Je dirai également un mot du dernier article de cette proposition de loi, qui, je le sais, a retenu toute votre attention. Il s’agit du rétablissement du jour de carence dans la fonction publique. Cela va sans dire, nous sommes totalement favorables à cette mesure, nous l’avons toujours été.

Contrairement au secteur privé, pour lequel le code de la Sécurité sociale prévoit trois jours de carence, c’est-à-dire trois jours durant lesquels le salarié ne perçoit pas d’indemnités journalières, les fonctionnaires bénéficient de la rémunération de leurs arrêts de travail dès le premier jour. Dans le secteur privé, les grandes entreprises ou bien les mutuelles peuvent dans certains cas prendre en charge ce délai de carence et le payer aux salariés. Cependant, dans la plupart des cas, notamment pour les très nombreux salariés des TPE-PME ou les salariés qui subissent un emploi précaire, en CDD ou en intérim, ces jours de carence ne sont pas payés. On estime à un tiers la proportion de salariés du privé qui ne sont pas couverts par une complémentaire : les trois jours de carence ont un impact significatif sur leur pouvoir d’achat.
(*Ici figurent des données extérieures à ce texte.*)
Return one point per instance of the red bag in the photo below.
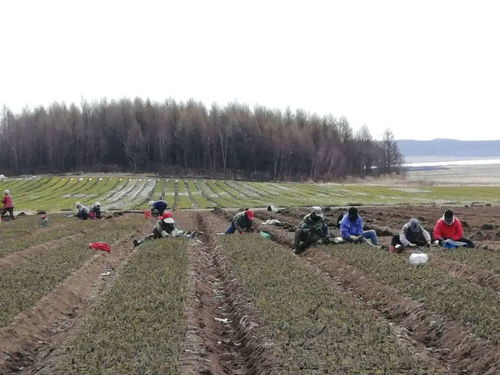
(100, 246)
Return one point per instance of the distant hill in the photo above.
(449, 148)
Il est important, pour ne pas opposer les salariés du secteur public à ceux du secteur privé, d’appliquer à tous un système identique et juste. La journée de carence dans la fonction publique, instaurée par le gouvernement Fillon à l’automne 2011, était ainsi une mesure de justice, dimension à laquelle vous devriez être sensibles, chers collègues de la majorité.
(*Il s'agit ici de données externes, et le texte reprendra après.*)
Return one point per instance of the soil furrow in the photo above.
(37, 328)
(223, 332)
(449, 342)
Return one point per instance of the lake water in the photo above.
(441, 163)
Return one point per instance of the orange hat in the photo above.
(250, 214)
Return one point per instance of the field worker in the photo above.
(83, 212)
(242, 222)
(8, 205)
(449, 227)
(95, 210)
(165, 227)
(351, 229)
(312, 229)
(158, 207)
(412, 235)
Elle avait également, et c’est non négligeable, permis de lutter contre le différentiel d’absentéisme assez choquant entre le secteur privé et la fonction publique. Cette mesure avait contribué à faire reculer de 7 % l’absentéisme dans la fonction publique hospitalière, encourageant ainsi des comportements vertueux.

Nous avions donc combattu sa suppression par le gouvernement de Jean-Marc Ayrault lors de l’examen du projet de loi de finances pour 2014. Du reste, certains de nos collègues socialistes, bien éclairés à l’époque, s’étaient élevés contre cette décision. Je pense à notre collègue, bien connu de l’hémicycle, Thomas Thévenoud, qui avait à juste titre déclaré que les efforts demandés à la population devaient être « équitablement répartis entre le public et le privé ». Jean-Marie Le Guen, qui est aujourd’hui votre collègue au Gouvernement, madame la secrétaire d’État, avait également estimé que c’était une fausse bonne idée et que la mesure prise par le Gouvernement procédait « d’une vision un peu dépassée du dialogue social ».

Bref, mes chers collègues, alors que nous nous accordons tous sur la nécessité de faire des économies dans la justice, cette mesure qui avait généré 244 millions d’euros d’économies doit être rétablie sans tarder.

Cet article 8 n’est pas l’arbre qui cache la forêt, monsieur Sebaoun : il s’agit de rétablir une mesure nécessaire, que la Cour des comptes recommandait et qui, par conséquent, ne devrait appeler aucune contestation.